Species of flowering plant

Protea angolensis is also known as the Angolan protea, northern protea or northern sugarbush. In Afrikaans it is known as the noordelijke suikerbos. This is a dwarf, multistemmed shrub or small straggling tree occurring in open wooded grassland and miombo.

==Description==
The leaves are leathery and hairless, green to bluish-green, oval-shaped, and measure 16x8 cm in size. The inflorescences (flowerheads) are solitary and may grow to approximately 10x12 cm in size, sometimes smaller, 8-12 cm in diameter. The involucral bracts a pale green to bright pink or red colour. The inner bracts may be either heavily or sparely covered in silvery silky hairs. This difference is often due to the age of the inflorescence, the hairs falling off as the structure becomes older. The fruit is a densely hairy nut.

GBIF recognizes three varieties:
- var. divaricata: A small tree to 4 m in height. Occurs in miombo. It flowers later than the nominate form, from April to July.
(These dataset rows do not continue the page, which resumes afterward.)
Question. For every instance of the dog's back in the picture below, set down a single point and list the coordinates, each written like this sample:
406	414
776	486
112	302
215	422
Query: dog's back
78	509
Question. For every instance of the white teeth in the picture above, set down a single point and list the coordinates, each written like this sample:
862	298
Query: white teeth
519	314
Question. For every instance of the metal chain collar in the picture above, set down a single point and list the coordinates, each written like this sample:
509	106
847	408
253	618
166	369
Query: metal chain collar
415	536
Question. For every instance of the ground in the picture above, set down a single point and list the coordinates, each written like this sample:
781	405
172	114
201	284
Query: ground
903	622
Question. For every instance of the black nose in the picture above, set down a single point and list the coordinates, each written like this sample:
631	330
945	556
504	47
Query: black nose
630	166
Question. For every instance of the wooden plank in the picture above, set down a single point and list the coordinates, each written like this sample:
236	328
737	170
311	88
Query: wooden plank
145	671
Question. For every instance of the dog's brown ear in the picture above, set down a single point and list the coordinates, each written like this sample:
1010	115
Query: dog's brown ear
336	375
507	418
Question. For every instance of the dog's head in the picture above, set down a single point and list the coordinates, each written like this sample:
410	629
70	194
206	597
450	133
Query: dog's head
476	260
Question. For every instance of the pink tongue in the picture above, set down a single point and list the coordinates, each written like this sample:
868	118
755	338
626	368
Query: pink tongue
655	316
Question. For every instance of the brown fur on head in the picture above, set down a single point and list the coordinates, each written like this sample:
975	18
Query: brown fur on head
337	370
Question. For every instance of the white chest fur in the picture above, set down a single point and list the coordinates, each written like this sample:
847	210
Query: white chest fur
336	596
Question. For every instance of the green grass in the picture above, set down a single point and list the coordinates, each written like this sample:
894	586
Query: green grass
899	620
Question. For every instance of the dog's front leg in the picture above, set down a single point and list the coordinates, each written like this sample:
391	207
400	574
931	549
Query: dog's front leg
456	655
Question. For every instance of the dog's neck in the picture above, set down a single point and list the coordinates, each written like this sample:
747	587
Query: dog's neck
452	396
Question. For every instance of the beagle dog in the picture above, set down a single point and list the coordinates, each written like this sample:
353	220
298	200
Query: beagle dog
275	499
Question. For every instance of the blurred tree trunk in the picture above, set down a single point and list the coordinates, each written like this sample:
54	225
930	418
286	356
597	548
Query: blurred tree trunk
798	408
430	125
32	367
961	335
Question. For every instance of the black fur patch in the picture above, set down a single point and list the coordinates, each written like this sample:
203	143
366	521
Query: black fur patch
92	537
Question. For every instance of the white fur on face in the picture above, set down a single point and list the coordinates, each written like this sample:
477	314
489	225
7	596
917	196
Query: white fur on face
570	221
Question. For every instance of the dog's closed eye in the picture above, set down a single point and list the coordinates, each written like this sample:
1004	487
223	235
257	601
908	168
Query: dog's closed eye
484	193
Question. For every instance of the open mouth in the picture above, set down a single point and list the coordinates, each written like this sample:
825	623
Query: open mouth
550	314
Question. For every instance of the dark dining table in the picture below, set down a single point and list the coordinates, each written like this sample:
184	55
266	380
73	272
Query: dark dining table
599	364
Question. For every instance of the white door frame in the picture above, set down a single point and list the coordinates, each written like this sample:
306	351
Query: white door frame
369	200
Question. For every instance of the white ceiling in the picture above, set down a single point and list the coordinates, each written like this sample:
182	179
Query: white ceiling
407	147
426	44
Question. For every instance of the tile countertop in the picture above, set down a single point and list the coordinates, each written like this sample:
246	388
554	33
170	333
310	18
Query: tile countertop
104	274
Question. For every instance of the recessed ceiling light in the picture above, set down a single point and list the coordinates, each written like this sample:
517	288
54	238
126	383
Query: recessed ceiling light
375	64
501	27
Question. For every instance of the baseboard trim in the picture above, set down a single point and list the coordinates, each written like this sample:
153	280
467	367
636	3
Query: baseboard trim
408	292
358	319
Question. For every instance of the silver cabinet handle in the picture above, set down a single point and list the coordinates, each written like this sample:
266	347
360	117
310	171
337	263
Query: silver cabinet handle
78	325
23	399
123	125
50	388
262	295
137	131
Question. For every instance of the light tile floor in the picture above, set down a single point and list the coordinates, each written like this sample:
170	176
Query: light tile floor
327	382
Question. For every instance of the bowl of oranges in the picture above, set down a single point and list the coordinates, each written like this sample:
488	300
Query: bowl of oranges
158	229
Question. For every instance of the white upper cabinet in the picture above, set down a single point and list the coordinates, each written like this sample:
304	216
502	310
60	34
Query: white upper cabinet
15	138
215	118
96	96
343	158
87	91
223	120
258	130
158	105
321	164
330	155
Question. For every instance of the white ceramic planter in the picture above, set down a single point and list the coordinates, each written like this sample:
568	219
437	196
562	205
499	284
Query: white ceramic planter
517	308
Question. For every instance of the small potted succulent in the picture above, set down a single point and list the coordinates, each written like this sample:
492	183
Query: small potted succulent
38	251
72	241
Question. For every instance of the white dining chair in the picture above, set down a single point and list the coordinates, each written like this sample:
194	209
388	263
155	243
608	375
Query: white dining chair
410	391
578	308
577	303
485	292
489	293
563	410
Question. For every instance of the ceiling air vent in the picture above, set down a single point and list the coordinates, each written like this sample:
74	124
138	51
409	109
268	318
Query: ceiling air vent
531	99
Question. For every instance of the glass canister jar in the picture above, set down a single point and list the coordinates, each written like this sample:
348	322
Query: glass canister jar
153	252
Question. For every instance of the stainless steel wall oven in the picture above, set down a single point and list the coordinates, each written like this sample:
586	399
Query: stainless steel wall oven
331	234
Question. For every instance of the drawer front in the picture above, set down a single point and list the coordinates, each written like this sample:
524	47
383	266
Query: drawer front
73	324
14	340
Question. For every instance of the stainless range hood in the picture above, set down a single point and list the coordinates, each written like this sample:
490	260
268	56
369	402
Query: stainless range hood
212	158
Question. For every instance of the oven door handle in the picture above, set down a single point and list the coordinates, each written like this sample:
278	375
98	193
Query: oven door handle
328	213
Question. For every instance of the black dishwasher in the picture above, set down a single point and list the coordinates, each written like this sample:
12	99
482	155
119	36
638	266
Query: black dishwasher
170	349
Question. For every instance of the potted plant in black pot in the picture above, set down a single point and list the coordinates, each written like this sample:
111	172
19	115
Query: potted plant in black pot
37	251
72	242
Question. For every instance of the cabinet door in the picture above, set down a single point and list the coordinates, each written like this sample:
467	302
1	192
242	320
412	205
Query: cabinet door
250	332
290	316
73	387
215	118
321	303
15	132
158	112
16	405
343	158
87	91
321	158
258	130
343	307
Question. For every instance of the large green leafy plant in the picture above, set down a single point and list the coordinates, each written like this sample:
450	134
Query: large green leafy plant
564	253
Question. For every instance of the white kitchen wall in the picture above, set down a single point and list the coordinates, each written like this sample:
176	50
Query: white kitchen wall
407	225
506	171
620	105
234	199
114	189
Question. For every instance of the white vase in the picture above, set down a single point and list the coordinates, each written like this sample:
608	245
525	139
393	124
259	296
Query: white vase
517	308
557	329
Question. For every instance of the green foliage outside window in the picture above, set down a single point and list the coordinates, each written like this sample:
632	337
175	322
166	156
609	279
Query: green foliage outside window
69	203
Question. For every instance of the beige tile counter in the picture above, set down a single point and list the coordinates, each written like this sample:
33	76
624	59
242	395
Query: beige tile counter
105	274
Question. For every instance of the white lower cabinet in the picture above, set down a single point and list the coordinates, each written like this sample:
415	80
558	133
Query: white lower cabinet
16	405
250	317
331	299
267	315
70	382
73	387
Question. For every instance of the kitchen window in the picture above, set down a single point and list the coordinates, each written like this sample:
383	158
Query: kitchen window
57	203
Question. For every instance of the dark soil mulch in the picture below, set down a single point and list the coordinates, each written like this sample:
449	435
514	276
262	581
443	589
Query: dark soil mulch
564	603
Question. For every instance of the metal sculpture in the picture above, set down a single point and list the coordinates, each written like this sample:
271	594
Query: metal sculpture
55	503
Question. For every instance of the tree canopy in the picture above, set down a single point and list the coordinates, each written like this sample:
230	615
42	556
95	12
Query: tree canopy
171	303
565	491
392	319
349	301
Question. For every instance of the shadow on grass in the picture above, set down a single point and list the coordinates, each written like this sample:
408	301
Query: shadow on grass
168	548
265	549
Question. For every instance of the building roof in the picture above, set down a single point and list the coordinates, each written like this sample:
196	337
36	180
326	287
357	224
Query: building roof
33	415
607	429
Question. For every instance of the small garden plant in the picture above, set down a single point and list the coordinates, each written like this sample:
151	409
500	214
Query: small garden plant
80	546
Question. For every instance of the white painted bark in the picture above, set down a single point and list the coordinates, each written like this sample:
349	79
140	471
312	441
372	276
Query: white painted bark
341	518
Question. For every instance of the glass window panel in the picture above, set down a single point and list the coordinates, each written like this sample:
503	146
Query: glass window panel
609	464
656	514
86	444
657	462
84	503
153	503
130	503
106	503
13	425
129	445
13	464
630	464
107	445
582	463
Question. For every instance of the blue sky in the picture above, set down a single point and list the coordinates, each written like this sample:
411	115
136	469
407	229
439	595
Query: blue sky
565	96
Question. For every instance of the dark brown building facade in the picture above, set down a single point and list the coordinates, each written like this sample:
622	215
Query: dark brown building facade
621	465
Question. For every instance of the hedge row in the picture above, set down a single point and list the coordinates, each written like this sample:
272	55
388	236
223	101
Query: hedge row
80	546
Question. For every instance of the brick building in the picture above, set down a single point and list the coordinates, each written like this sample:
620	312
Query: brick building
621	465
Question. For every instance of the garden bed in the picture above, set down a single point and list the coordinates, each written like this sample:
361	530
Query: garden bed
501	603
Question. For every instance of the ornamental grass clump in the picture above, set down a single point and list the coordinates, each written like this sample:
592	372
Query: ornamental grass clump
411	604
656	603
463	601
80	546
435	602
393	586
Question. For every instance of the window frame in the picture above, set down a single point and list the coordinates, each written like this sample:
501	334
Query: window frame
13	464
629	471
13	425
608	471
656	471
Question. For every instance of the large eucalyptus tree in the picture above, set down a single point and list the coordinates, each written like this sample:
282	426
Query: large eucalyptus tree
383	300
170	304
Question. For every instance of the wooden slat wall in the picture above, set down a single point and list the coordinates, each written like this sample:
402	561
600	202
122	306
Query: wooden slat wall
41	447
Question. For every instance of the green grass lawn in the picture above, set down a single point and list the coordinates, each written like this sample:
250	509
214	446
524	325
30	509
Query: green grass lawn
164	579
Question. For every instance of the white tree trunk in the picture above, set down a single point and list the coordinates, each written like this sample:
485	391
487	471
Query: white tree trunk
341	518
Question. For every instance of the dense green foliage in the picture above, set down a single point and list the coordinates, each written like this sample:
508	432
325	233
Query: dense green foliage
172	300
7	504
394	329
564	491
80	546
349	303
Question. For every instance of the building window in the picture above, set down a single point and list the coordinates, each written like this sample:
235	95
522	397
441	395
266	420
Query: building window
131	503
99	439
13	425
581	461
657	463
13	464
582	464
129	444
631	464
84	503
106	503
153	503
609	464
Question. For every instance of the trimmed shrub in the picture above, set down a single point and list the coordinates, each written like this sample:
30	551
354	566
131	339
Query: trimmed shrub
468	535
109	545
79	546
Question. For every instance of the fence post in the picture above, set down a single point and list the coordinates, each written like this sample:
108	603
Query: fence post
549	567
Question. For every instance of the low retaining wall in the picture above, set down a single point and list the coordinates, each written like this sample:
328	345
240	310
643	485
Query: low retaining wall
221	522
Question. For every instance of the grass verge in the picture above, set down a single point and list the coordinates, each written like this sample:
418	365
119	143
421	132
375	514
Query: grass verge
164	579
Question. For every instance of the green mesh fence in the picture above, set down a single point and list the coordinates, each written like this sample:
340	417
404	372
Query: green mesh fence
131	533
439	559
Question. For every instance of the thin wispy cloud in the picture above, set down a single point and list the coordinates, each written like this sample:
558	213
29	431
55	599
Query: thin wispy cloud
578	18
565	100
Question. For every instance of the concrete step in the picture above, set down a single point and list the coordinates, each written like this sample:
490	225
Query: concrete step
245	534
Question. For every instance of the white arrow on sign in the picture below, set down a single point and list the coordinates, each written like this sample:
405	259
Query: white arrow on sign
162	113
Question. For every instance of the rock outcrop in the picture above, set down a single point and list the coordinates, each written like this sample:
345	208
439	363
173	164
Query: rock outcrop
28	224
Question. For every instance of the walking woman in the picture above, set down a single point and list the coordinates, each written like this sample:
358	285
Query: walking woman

The flowers and bracts are bright pink, dark pink to red.
- var. roseola
- var. trichanthera

==Distribution==
This species occurs in northern, central and eastern Zimbabwe, throughout Zambia, western Angola, southern Democratic Republic of the Congo, Burundi, southern and western Tanzania, northern Malawi and to a limited extent in Mozambique (only in Tete). In Zambia it occurs throughout the country, and has been recorded in North-Western Province, Northern Province (Bangweulu Wetlands), Lusaka Province, Southern Province and Western Province.

==Ecology==
The species is the host plant for the larvae of the butterflies Capys disjunctus and C. connexivus.